Train a CW Network (CWN)#
We create and train a specific version of the CWN originally proposed in Bodnar et. al : Weisfeiler and Lehman Go Cellular: CW Networks (2021).
The Neural Network:#
The equations for a single layer of this neural network are given by:
🟥 \(\quad m_{y \rightarrow \{z\} \rightarrow x}^{(r \rightarrow r' \rightarrow r)} = M_{\mathcal{L}\uparrow}(h_x^{t,(r)}, h_y^{t,(r)}, h_z^{t,(r')})\)
🟥 \(\quad m_{y \rightarrow x}^{(r'' \rightarrow r)} = M_{\mathcal{B}}(h_x^{t,(r)}, h_y^{t,(r'')})\)
🟧 \(\quad m_x^{(r'' \rightarrow r)} = AGG_{y \in \mathcal{B}(x)} m_{y \rightarrow x}^{(r'' \rightarrow r)}\)
🟧 \(\quad m_x^{(r \rightarrow r' \rightarrow r)} = AGG_{y \in \mathcal{L}(x)} m_{y \rightarrow \{z\} \rightarrow x}^{(r \rightarrow r' \rightarrow r)}\)
🟩 \(\quad m_x^{(r)} = AGG_{\mathcal{N}\_k \in \mathcal{N}} (m_x^k)\)
🟦 \(\quad h_x^{t+1,(r)} = U\left(h_x^{t,(r)}, m_x^{(r)}\right)\)

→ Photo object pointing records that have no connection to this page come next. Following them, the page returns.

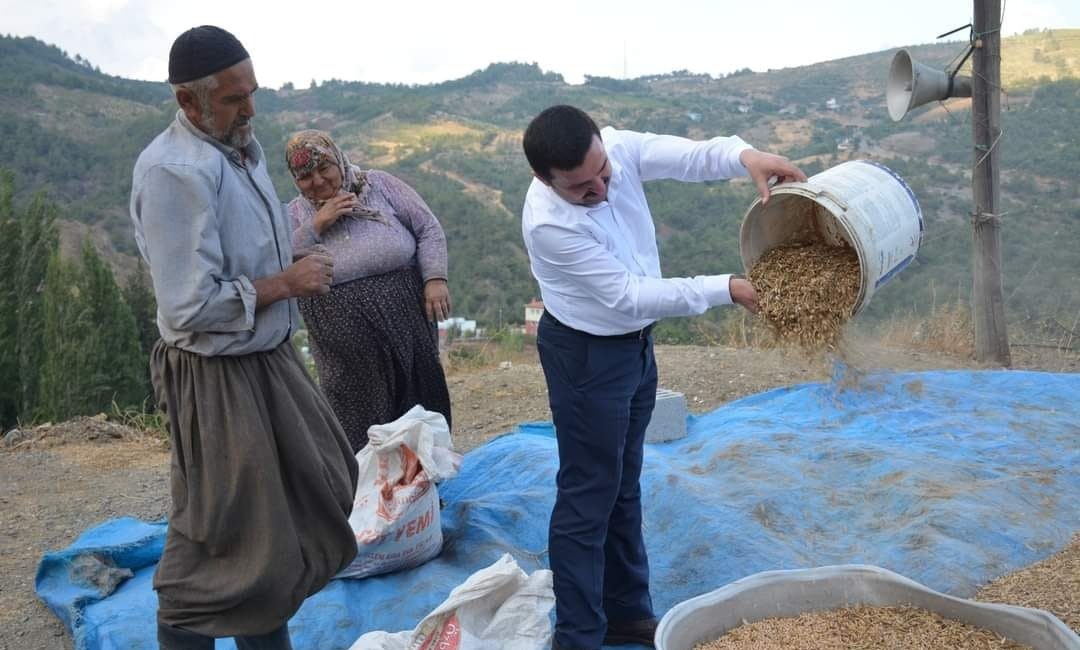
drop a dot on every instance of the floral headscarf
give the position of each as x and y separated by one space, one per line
309 149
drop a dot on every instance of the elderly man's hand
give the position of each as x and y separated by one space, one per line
311 275
743 294
436 299
764 166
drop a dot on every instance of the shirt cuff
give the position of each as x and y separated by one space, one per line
717 289
736 163
247 295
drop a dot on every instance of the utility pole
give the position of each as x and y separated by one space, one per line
991 339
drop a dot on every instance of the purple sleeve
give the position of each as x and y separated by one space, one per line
304 232
418 218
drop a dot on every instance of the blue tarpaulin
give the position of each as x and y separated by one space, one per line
949 478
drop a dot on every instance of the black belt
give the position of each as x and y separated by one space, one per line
637 334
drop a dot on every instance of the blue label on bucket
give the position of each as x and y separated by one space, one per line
918 208
893 271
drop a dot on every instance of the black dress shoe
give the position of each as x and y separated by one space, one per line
632 632
555 646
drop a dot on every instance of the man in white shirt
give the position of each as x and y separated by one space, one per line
593 249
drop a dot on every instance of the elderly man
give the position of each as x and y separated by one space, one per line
593 249
262 476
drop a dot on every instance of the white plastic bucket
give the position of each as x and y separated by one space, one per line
785 594
860 202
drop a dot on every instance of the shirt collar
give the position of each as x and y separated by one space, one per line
253 150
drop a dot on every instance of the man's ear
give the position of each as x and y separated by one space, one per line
189 104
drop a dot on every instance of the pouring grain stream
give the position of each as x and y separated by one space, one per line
807 292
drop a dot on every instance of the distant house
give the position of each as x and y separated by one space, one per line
532 312
459 325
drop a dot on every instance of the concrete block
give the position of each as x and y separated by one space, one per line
669 418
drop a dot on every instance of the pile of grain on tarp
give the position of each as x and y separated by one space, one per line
862 626
807 292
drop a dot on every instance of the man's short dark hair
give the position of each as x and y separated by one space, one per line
558 138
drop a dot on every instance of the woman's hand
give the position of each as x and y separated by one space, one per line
333 210
436 299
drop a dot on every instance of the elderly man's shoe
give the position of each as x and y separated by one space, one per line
632 632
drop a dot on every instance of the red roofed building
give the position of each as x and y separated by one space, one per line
532 312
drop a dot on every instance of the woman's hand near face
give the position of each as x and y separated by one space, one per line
333 210
436 299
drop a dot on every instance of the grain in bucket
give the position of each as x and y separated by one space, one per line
801 233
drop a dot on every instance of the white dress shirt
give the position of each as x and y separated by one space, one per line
598 267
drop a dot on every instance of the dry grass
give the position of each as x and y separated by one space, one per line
861 627
1052 584
807 292
947 329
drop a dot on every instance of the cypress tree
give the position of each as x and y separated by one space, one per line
61 371
10 238
92 355
138 295
38 241
110 353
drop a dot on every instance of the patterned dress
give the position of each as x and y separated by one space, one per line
375 350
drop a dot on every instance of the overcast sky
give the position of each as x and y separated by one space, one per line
423 41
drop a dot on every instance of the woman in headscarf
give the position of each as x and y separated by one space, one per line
374 336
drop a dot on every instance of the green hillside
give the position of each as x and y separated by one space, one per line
69 129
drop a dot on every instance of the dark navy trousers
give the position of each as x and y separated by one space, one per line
602 392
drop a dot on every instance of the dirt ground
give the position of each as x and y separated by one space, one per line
55 482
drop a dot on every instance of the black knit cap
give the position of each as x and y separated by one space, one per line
202 51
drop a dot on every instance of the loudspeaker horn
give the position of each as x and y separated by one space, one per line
912 84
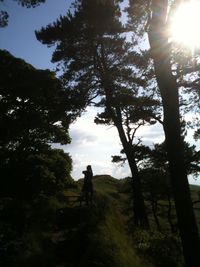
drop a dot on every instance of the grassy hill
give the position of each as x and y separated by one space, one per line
101 234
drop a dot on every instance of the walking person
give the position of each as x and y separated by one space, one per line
87 188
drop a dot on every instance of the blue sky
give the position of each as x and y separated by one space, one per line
91 144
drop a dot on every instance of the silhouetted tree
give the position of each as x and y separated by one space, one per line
96 59
33 115
154 15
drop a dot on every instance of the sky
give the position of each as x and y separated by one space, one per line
91 144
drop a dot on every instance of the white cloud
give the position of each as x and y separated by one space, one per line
95 144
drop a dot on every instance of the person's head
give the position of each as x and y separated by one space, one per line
89 168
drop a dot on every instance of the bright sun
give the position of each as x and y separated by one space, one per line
185 24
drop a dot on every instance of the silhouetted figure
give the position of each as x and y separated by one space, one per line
87 185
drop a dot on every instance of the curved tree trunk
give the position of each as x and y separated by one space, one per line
169 92
140 215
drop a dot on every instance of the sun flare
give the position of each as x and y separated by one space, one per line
185 24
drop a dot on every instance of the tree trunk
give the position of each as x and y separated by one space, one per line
140 216
169 92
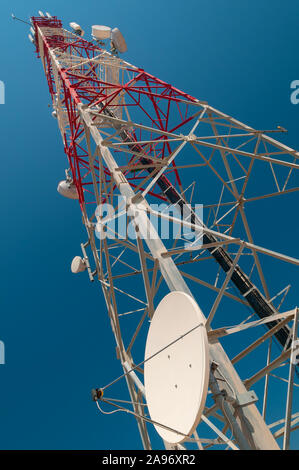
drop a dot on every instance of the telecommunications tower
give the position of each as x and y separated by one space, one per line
201 340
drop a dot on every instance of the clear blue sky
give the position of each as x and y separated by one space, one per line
241 58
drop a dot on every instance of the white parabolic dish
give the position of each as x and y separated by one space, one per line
176 380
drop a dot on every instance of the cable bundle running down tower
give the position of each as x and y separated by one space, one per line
132 141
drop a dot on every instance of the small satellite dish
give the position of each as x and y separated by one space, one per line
67 189
176 379
77 29
118 40
100 32
78 265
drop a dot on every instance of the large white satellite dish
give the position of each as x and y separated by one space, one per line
176 379
100 32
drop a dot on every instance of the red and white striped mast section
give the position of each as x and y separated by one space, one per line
95 96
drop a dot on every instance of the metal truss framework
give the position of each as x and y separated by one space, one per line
127 133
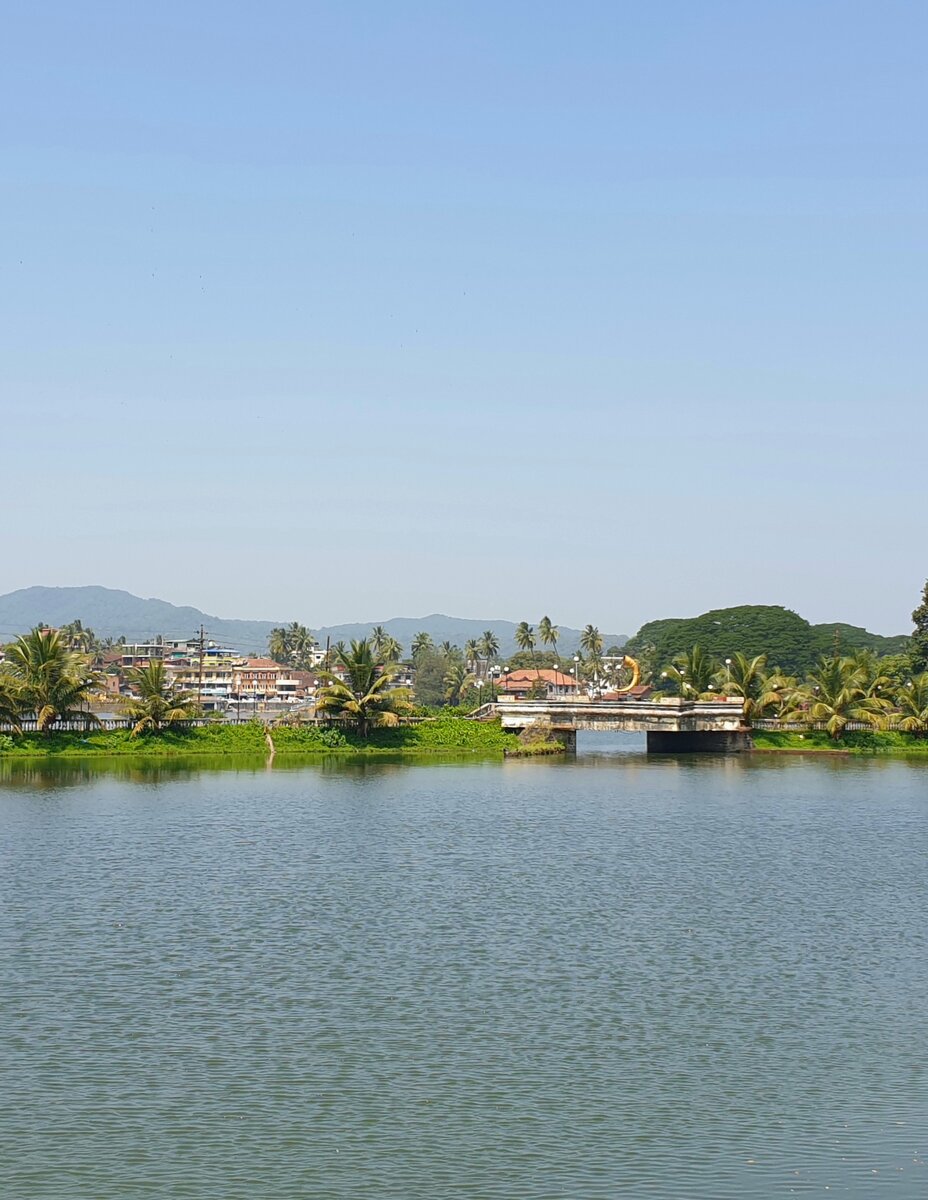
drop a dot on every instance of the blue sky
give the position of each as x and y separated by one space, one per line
333 312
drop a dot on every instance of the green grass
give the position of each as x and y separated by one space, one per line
861 742
443 735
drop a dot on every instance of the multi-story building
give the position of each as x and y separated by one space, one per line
257 678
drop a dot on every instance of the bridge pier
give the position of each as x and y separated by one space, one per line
567 738
699 741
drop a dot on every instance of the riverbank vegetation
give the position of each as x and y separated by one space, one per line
444 735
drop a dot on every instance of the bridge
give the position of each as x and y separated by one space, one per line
672 726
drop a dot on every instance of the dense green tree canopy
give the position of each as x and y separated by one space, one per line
788 640
920 636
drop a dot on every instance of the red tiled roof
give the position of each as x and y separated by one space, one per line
527 676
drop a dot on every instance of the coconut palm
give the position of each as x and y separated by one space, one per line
11 701
54 682
390 649
591 642
456 681
549 634
525 639
834 694
694 673
911 700
421 642
279 645
159 703
363 694
78 639
489 648
761 690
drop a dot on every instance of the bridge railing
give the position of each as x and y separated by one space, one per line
802 726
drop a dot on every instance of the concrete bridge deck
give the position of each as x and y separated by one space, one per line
671 725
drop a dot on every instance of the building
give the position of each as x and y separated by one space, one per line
257 678
544 683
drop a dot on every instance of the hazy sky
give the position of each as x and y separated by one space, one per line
345 311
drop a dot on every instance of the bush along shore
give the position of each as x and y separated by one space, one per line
443 735
862 742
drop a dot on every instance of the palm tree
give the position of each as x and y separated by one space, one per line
157 703
55 682
456 681
489 647
694 673
591 642
421 642
836 693
911 700
11 701
760 690
279 645
549 634
363 695
78 639
390 651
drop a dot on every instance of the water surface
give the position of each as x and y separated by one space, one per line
611 977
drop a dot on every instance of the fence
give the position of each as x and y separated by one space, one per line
30 725
804 726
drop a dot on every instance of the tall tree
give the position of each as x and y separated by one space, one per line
525 639
279 645
11 701
159 702
55 682
911 700
591 642
363 695
918 652
390 649
489 647
457 678
761 690
694 673
834 694
549 634
421 642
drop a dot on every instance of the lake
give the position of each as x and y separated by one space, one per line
612 976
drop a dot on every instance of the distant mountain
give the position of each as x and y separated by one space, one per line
459 630
788 640
113 613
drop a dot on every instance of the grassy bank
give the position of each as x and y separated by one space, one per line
863 742
445 735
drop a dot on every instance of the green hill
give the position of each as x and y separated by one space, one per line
786 639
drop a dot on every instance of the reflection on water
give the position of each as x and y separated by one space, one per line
609 977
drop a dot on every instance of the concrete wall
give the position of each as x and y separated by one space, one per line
707 742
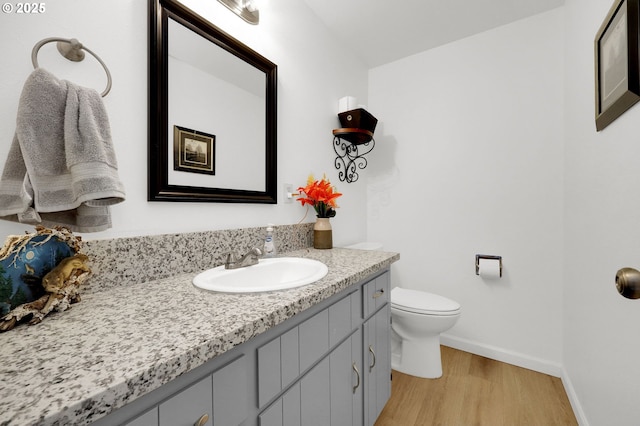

Where the notations are defined in Papillon et al : Architectures of Topological Deep Learning: A Survey of Topological Neural Networks (2023).
The Task:#
We train this model to perform entire complex classification on a small version of shrec16.
Set-up#
[1]:
import numpy as np
import toponetx as tnx
import torch
from sklearn.model_selection import train_test_split
from topomodelx.nn.cell.cwn import CWN
from topomodelx.utils.sparse import from_sparse
torch.manual_seed(0)
[1]:
<torch._C.Generator at 0x16d07b750>
If GPU’s are available, we will make use of them. Otherwise, this will run on CPU.
[2]:
device = torch.device("cuda" if torch.cuda.is_available() else "cpu")
print(device)
cpu
Pre-processing#
The first step is to import the dataset, shrec16, a benchmark dataset for 3D mesh classification. We then lift each graph into our domain of choice, a cell complex.
We also retrieve:
input signals
x_0
,x_1
,x_2
on the nodes (0-cells), edges (1-cells), and faces (2-cells) for each complex: these will be the model’s inputs,a scalar classification label
y
associated to the cell complex.
[3]:
shrec, _ = tnx.datasets.shrec_16(size="small")
x_0s = shrec["node_feat"]
x_1s = shrec["edge_feat"]
x_2s = shrec["face_feat"]
ys = shrec["label"]
simplexes = shrec["complexes"]
Loading shrec 16 small dataset...
done!
[4]:
i_complex = 6
print(
f"The {i_complex}th simplicial complex has {x_0s[i_complex].shape[0]} nodes "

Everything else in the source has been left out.